Mossberg, a familiar, all-American brand among blue-collar hunters since 1919, recently raised the bar with its newly designed, classic, walnut-and-blued Patriot Revere bolt-action rifle. With its nicely figured, straight-comb stock, cheekpiece, rosewood tip and light maple spacer, the Revere echoes the heyday of mid-20th century American deer rifles. Modern furniture such as a rust-proof, nearly indestructible polymer trigger bow, detachable magazine and bedding block contribute to the Revere’s amazingly low MSRP, placing it in the same ballpark as many brands’ bland, black, synthetic-stock “starter” rifles.

The Revere hasn’t the hand-finished fit and polish of a custom gun, but it gives the working man and woman a classy option in an affordable, traditional hunting rifle.
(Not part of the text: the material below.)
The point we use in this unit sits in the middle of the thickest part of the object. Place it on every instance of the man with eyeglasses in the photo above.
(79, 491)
Mine is chambered for the light, popular 6.5 Creedmoor, a fully modern cartridge providing the recoil and ballistics of once popular deer rounds such as the 257 Roberts, 250 Savage and 6.5×55 Swede. If I do my part, it will keep most bullets inside MOA or 1.5 MOA at worst. In two seasons it has accounted for whitetails, mule deer, coyotes and two ibex.

In keeping with the philosophy that your rifle is only as accurate as your scope, I fitted a Swarovski Z5 3.5-18×44 to the Revere.